And in five minutes, the horses were in the barn, the man sitting by the kitchen fire, while Elizabeth was ministering to the woman and child. The new-comers made a forlorn trio. They came from a district some fifty miles further south, and were travelling north in order to take shelter for a time with relations. The mother was a girl of twenty, worn with hardship and privation. The father, an English labourer, had taken up free land, but in spite of much help from a paternal Government, had not been able to fulfil his statutory obligation, and had now forfeited his farm. There was a history of typhoid fever, and as Elizabeth soon suspected, an incipient history of drink. In the first two years of his Canadian life the man worked for a farmer during the summer, and loafed in Winnipeg during the winter. There demoralisation had begun, and as Elizabeth listened, the shadow of the Old World seemed to be creeping across the radiant Canadian landscape. The same woes?--the same weaknesses?--the same problems of an unsound urban life?
Her heart sank for a moment--only to provoke an instant reaction of cheerfulness. No!--in Canada the human will has still room to work, and is not yet choked by a jungle growth of interests.

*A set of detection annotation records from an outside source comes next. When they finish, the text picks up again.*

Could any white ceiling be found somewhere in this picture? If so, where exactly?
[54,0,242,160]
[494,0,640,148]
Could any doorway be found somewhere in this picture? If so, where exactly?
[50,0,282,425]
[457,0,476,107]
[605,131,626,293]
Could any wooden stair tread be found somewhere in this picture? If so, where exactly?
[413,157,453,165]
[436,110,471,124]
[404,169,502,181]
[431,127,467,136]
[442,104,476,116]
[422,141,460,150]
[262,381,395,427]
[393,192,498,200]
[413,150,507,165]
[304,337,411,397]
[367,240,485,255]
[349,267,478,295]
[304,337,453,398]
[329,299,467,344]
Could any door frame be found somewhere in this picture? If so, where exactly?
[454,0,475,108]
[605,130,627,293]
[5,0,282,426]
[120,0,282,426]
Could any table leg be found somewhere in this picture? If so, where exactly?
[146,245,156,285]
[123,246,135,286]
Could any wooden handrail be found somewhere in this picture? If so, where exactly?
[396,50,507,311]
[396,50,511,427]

She waited for Anderson to come in, and meanwhile she warmed and comforted the mother. The poor girl looked round her in amazement at the pretty spacious room, as she spread her hands, knotted and coarsened by work, to the blaze. Elizabeth held her sickly babe, rocking it and crooning to it, while upstairs one of kind-eyed Cumberland women was getting a warm bath ready, and lighting a fire in the guest-room.
"How old is it?" she asked.
"Thirteen months."
"You ought to give up nursing it. It would be better for you both."
"I tried giving it a bit o' what we had ourselves," said the mother, dully--"But I nearly lost her."
"I should think so!" laughed Elizabeth indignantly; and she began to preach rational ways of feeding and caring for the child, while the mother sat by, despondent, and too crushed and hopeless to take much notice. Presently Elizabeth gave her back the babe, and went to fetch hot tea and bread and butter.
"Shall I come and get it in the kitchen?" said the woman, rising.
"No, no--stay where you are!" cried Elizabeth. And she was just carrying back a laden tray from the dining-room when Anderson caught her.